Tried Dead Nation with Jackal, was a good laugh. I really enjoyed it.


----------



## Thunder (Jun 11, 2011)

I got Modnation Racers for the PSP... Didn't think it was worth it.

Don't know what other games to get as I have both LBPs and InFamous. Any suggestions?


----------



## Trent the Paladin (Jun 12, 2011)

Thunderstruck said:


> I got Modnation Racers for the PSP... Didn't think it was worth it.
> 
> Don't know what other games to get as I have both LBPs and InFamous. Any suggestions?

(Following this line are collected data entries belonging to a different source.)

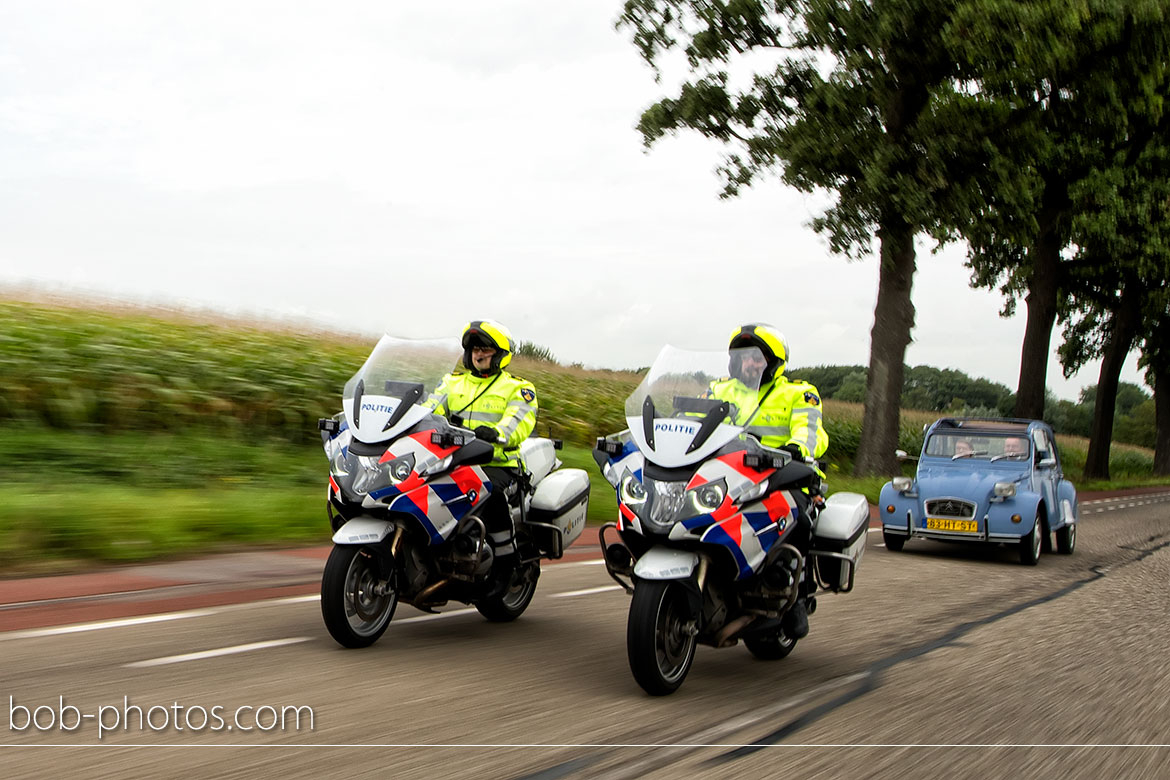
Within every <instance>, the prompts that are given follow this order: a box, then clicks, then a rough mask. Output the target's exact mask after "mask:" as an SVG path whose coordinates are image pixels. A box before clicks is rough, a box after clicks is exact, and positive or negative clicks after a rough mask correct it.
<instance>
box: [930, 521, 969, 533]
mask: <svg viewBox="0 0 1170 780" xmlns="http://www.w3.org/2000/svg"><path fill="white" fill-rule="evenodd" d="M927 530H928V531H958V532H961V533H977V532H978V530H979V524H978V523H976V522H975V520H949V519H945V518H942V517H928V518H927Z"/></svg>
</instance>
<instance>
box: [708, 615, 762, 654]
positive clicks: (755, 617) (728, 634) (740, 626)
mask: <svg viewBox="0 0 1170 780" xmlns="http://www.w3.org/2000/svg"><path fill="white" fill-rule="evenodd" d="M755 620H756V615H739V616H738V617H736V619H735V620H732V621H731V622H730V623H728V624H727V626H724V627H723V628H721V629H720V633H718V634H716V636H715V647H717V648H729V647H732V646H734V644H735V643H737V642H738V641H739V640H737V639H735V635H736V634H738V633H739V631H742V630H743V629H745V628H748V626H750V624H751V623H752V622H753V621H755Z"/></svg>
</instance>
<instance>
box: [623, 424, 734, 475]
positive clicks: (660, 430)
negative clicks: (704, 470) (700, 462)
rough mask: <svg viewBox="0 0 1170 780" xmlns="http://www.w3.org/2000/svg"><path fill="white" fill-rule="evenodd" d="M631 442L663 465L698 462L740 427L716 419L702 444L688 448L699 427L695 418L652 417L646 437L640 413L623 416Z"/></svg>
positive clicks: (691, 441) (719, 444) (689, 446)
mask: <svg viewBox="0 0 1170 780" xmlns="http://www.w3.org/2000/svg"><path fill="white" fill-rule="evenodd" d="M626 423H627V424H629V435H631V439H632V440H633V442H634V444H635V446H636V447H638V448H639V449H640V450H642V453H645V454H646V457H647V458H648V460H649V461H652V462H654V463H656V464H658V465H661V467H663V468H667V469H674V468H679V467H682V465H690V464H693V463H698V462H701V461H703V460H704V458H708V457H710V456H711V455H713V454H714V453H717V451H718V450H721V449H722V448H723V447H725V446H727V444H729V443H731V442H732V441H735V440H736V439H737V437H738V436H739V434H741V433H742V432H743V428H741V427H738V426H729V424H727V423H722V422H721V423H720V424H718V426H716V427H715V428H714V430H711V432H710V434H709V436H708V437H707V439H706V441H703V443H702V446H700V447H697V448H695V449H691V447H693V444H694V443H695V441H696V437H697V436H698V434H700V430H702V429H703V426H702V423H701V422H700V421H698V420H691V419H680V417H655V419H654V420H653V423H652V430H653V441H649V440H647V437H646V430H645V428H646V426H645V424H643V423H642V417H640V416H639V417H626Z"/></svg>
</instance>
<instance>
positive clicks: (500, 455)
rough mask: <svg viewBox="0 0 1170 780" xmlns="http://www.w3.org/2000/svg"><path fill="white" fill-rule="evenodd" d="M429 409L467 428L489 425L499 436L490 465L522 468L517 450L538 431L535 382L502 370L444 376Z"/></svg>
mask: <svg viewBox="0 0 1170 780" xmlns="http://www.w3.org/2000/svg"><path fill="white" fill-rule="evenodd" d="M426 406H427V407H429V408H432V409H434V410H435V412H436V413H439V414H441V415H443V416H446V417H452V416H459V417H461V419H462V420H463V423H462V424H463V426H464V427H467V428H472V429H473V430H474V429H475V428H480V427H482V426H490V427H491V428H494V429H495V432H496V434H498V436H500V440H498V441H497V442H496V444H495V457H494V458H493V460H491V463H489V464H488V465H498V467H509V468H515V467H518V465H519V456H518V455H517V453H516V450H517V448H519V446H521V443H523V441H524V440H525V439H528V437H529V435H531V433H532V429H534V428H536V413H537V402H536V387H535V386H534V385H532V382H530V381H528V380H525V379H521V378H518V377H512V375H511V374H509V373H508V372H507V371H501V372H498V373H496V374H493V375H490V377H476V375H475V374H473V373H470V372H468V371H457V372H455V373H453V374H447V375H446V377H443V379H442V381H441V382H439V387H436V388H435V392H434V393H432V394H431V398H428V399H427V402H426Z"/></svg>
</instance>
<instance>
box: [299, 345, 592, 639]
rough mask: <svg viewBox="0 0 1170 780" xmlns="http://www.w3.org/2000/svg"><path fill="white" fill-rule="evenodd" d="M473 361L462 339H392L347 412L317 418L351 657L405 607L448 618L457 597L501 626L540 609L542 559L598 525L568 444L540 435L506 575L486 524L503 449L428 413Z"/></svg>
mask: <svg viewBox="0 0 1170 780" xmlns="http://www.w3.org/2000/svg"><path fill="white" fill-rule="evenodd" d="M462 353H463V350H462V346H461V345H460V344H459V341H457V340H455V339H433V340H407V339H399V338H394V337H391V336H384V337H383V338H381V340H379V341H378V344H377V346H376V347H374V350H373V352H372V353H371V354H370V357H369V359H366V361H365V364H364V365H363V366H362V368H360V370H359V371H358V372H357V373H356V374H355V375H353V378H352V379H350V380H349V381H347V382H346V384H345V391H344V393H343V410H342V412H340V413H339V414H337V415H335V416H333V417H330V419H324V420H321V421H318V427H319V429H321V433H322V441H323V442H324V448H325V455H326V456H328V457H329V493H328V515H329V522H330V525H331V527H332V530H333V538H332V540H333V550H332V551H331V552H330V554H329V560H328V561H326V564H325V570H324V573H323V575H322V580H321V612H322V616H323V617H324V621H325V627H326V628H328V629H329V633H330V634H331V635H332V637H333V639H335V640H336V641H337V642H338V643H340V644H342V646H344V647H347V648H360V647H369V646H370V644H373V643H374V642H376V641H378V639H379V637H380V636H381V635H383V633H384V631H385V630H386V628H387V626H390V621H391V619H392V617H393V615H394V610H395V608H397V607H398V605H399V602H404V603H408V605H412V606H413V607H415V608H418V609H421V610H424V612H435V610H436V609H438V608H439V607H442V606H445V605H446V603H447V602H448V601H450V600H455V601H461V602H464V603H469V605H473V606H475V608H476V609H479V610H480V613H481V614H482V615H483V616H484V617H487V619H488V620H490V621H498V622H504V621H511V620H515V619H516V617H518V616H519V615H521V614H522V613H523V612H524V610H525V609H526V608H528V606H529V603H531V601H532V596H534V594H535V593H536V584H537V579H538V578H539V574H541V560H542V559H544V558H550V559H555V558H560V557H562V554H563V553H564V550H565V548H566V547H567V546H569V545H570V544H572V543H573V540H576V539H577V537H578V536H580V532H581V530H583V529H584V527H585V515H586V511H587V504H589V475H586V474H585V471H583V470H581V469H562V468H559V467H560V461H559V460H557V457H556V453H555V450H556V449H559V442H553V441H552V440H550V439H537V437H529V439H528V440H526V441H525V442H524V443H523V444H522V446H521V448H519V457H521V462H522V463H523V472H522V475H521V477H519V478H518V479H517V481H516V485H517V488H516V492H515V495H514V496H509V502H508V503H509V508H510V510H511V520H512V529H514V537H515V544H516V548H517V551H518V555H517V560H518V562H517V564H516V566H515V567H510V568H509V571H503V572H501V571H496V570H497V568H498V567H493V558H494V554H493V550H491V545H490V544H489V537H488V532H487V529H486V525H484V522H483V519H482V518H481V517H480V513H481V511H482V510H483V508H484V504H486V503H487V498H488V496H489V495H490V493H491V490H493V485H491V482H490V481H489V479H488V477H487V475H486V472H484V471H483V469H481V468H480V467H481V465H482V464H486V463H488V462H490V461H491V457H493V449H491V444H489V443H487V442H484V441H481V440H479V439H476V437H475V435H474V433H473V432H472V430H468V429H467V428H463V427H460V426H456V424H452V423H450V422H448V421H447V420H446V419H445V417H442V416H441V415H438V414H434V413H433V412H432V410H431V409H429V408H427V406H425V403H426V401H427V399H428V396H429V393H431V392H432V391H434V388H435V387H436V386H438V385H439V382H440V381H441V380H442V377H443V375H445V374H447V373H448V372H449V371H452V370H453V368H454V367H455V366H456V365H457V364H459V361H460V358H461V357H462Z"/></svg>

 Dead Nation and Stardust! o:

@Psycho: Heh, it was still fun up until the last shard. Stunts on the other hand...


----------



## Thunder (Jun 12, 2011)

Tom said:


> Dead Nation and Stardust! o:
> 
> @Psycho: Heh, it was still fun up until the last shard. Stunts on the other hand...


 
What about for PSP games? :O


----------



## Trent the Paladin (Jun 12, 2011)

Thunderstruck said:


> What about for PSP games? :O


 To be honest, I've only played ModNation and LittleBigPlanet. LBP was alright, but the online community was just a bunch of levels designed to shut your PSP off. ;/ So I'd go with Killzone.


----------